Dana King

Honorary Degrees
 
 

California State University, East Bay

​Dana King is a distinguished journalist, artist and sculptor whose contributions have enriched California State University, East Bay, the broader East Bay region, California and the country. Born in Cleveland, Ohio, Ms. King graduated from Ferris State University in Grand Rapids, Michigan, with a degree in marketing. After co-anchoring the debut of Good Morning America's Sunday edition and reporting for the CBS Morning News, she  joined San Francisco's KPIX as its co-anchor for the evening news.

During her career as a broadcast journalist, she received two Edward R. Murrow awards and five local Emmy awards. Now a nationally recognized artist, Ms. King has received commissions from institutions across the United States – from Montgomery, Alabama to Oakland, California. Though she began her career behind the desk, she has traveled all over the world and earned an Emmy for her reporting on the aftermath of Hurricane Mitch in Honduras. In 2005, she won her another Emmy for her story on the anniversary of the genocide in Rwanda.   

Ms. King retired from journalism in 2012 in order to focus on her art, finding in sculpture another effective storytelling medium. In 2018, the Equal Justice Initiative commissioned a piece to be displayed at the National Memorial for Peace and Justice in Montgomery, Alabama. The sculpture is a representation of the women who led and sustained the Montgomery bus boycott.

Ms. King's public sculptures have highlighted notable figures such as the Honorable William Byron Rumford, the first African American elected to the California State Legislature, William Lanson, a formerly enslaved Black man who fought for voting rights and expanded economic opportunities in Connecticut, and Dr. Huey P. Newton, co-founder of the Black Panther Party.

Currently she serves on the Board of Trustees for the Oakland Museum of California. Since 2013, she has been a member of the museum's community engagement task force on issues of diversity, equity, inclusion and access.

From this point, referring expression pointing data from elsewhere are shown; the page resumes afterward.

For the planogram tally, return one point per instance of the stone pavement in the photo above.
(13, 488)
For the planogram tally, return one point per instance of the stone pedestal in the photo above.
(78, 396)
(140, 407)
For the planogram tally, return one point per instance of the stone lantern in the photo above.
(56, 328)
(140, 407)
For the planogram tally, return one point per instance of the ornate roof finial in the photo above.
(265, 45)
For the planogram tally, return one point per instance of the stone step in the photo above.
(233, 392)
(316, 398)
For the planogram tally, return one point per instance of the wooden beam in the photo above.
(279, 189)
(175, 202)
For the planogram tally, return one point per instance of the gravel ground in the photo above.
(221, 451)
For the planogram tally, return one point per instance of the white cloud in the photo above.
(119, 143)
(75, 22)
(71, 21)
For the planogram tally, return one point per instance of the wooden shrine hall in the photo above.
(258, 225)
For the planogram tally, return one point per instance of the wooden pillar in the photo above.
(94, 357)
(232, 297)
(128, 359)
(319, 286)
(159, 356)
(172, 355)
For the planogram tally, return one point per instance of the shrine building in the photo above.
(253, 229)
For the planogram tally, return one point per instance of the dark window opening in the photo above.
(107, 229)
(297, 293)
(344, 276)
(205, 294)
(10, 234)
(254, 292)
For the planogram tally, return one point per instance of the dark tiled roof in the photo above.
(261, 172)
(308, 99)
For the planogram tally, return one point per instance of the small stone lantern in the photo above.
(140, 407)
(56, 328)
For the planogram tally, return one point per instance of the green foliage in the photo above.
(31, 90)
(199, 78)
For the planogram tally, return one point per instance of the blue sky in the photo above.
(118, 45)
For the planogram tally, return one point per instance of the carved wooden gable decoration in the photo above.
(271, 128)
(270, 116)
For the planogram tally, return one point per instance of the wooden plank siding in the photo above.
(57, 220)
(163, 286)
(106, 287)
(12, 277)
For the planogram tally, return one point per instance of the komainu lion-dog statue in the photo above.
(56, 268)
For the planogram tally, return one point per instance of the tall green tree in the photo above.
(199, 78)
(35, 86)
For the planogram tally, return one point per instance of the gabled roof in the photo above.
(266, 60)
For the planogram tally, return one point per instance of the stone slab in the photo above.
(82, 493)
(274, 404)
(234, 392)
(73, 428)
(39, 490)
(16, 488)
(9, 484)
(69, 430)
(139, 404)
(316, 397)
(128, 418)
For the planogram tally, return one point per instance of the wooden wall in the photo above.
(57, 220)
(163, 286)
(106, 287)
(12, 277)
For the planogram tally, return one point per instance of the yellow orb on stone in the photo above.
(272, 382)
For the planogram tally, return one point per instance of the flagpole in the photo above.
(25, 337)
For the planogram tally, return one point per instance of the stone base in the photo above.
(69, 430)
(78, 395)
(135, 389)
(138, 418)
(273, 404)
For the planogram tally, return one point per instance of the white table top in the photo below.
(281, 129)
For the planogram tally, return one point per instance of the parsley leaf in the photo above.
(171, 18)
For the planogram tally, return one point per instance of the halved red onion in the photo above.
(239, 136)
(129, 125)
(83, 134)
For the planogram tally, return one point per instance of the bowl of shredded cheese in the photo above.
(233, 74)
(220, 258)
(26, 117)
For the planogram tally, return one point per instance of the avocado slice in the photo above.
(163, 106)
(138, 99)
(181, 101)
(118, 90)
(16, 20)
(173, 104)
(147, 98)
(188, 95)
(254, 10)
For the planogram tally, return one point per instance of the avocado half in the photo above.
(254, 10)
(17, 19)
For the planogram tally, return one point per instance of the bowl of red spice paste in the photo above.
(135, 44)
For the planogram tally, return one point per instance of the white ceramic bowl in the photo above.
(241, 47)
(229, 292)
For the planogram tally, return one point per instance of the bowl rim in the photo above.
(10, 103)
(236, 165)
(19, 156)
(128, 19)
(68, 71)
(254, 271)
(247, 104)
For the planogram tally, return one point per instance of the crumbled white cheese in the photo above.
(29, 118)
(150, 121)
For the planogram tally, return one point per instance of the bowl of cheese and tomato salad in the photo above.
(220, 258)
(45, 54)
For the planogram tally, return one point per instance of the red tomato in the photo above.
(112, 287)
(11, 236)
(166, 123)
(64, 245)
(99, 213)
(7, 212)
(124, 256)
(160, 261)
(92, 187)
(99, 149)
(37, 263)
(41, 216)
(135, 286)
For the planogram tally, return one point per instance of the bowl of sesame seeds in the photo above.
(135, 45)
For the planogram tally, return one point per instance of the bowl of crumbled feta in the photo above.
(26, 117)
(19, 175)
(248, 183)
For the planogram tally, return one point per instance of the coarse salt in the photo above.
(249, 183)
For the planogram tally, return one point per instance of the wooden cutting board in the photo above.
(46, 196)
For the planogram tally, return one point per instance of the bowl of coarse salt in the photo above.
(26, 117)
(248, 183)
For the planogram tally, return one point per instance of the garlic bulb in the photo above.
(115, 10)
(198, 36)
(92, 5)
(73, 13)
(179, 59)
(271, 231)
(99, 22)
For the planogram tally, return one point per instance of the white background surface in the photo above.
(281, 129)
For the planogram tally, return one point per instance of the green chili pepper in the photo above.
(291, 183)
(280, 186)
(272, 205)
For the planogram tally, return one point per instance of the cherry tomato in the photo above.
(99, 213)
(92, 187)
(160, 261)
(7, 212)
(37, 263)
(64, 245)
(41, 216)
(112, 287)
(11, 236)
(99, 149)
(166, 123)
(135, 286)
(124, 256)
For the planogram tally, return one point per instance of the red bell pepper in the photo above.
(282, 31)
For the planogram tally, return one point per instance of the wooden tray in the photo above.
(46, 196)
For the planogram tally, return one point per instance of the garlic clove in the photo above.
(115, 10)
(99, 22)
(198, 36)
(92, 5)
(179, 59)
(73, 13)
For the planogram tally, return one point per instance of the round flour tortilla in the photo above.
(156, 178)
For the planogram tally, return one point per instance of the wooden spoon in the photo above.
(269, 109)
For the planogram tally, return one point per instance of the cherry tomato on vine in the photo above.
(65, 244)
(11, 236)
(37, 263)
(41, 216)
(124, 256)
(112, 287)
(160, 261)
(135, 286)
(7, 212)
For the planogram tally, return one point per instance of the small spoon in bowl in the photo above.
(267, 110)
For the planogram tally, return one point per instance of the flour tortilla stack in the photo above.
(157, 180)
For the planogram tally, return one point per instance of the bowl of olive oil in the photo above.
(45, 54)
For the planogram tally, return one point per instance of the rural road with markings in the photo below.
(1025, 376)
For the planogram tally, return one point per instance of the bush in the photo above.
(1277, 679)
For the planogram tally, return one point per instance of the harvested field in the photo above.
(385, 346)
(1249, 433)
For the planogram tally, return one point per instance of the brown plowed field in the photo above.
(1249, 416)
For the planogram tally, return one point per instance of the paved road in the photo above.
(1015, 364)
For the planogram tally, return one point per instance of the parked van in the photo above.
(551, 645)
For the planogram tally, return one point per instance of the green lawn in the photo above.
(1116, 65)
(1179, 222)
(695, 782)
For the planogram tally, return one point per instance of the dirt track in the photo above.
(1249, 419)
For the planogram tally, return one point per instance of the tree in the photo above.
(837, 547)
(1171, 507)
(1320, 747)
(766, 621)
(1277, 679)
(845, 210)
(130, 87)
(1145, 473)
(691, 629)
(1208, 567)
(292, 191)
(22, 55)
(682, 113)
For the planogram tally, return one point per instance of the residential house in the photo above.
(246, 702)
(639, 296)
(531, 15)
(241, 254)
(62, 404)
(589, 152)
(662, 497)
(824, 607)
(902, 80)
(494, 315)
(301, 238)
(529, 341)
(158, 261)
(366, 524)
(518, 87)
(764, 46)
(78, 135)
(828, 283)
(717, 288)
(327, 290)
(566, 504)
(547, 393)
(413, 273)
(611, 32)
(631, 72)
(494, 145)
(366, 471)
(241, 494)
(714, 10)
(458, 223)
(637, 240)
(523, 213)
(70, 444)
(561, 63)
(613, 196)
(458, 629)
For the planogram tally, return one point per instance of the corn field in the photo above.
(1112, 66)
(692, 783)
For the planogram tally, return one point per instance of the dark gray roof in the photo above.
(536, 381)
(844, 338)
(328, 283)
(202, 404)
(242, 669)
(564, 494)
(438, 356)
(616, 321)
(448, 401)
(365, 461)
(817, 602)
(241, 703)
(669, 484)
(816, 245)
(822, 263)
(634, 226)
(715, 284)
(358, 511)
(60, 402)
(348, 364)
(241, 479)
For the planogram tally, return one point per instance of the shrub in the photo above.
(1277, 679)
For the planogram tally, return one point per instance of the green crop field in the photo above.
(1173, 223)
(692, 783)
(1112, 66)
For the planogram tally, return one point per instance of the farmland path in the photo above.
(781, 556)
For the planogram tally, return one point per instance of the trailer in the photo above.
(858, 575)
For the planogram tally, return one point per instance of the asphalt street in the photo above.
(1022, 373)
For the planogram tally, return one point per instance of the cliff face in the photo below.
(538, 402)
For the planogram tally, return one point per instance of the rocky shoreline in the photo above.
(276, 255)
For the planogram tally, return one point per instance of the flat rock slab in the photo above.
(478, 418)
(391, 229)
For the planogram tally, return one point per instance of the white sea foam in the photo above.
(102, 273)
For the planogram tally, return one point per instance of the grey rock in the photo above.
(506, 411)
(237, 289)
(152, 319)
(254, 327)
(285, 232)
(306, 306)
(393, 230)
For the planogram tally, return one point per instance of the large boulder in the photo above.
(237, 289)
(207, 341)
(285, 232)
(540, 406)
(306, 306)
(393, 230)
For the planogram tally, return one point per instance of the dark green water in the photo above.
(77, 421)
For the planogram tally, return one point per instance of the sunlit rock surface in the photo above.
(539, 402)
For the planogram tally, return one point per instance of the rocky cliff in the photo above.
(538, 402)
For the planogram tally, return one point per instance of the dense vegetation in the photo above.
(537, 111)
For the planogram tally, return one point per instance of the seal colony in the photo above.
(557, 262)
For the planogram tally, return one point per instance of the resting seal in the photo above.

She also helped cofound See Black Womxn, which centers and promotes the efforts of Black women artists and activists.   

In recognition of her career in journalism and successful transition into a professional career of storytelling through sculpture, the Board of Trustees of the California State University and California State University, East Bay are proud to confer upon Dana King the honorary degree of Doctor of Humane Letters.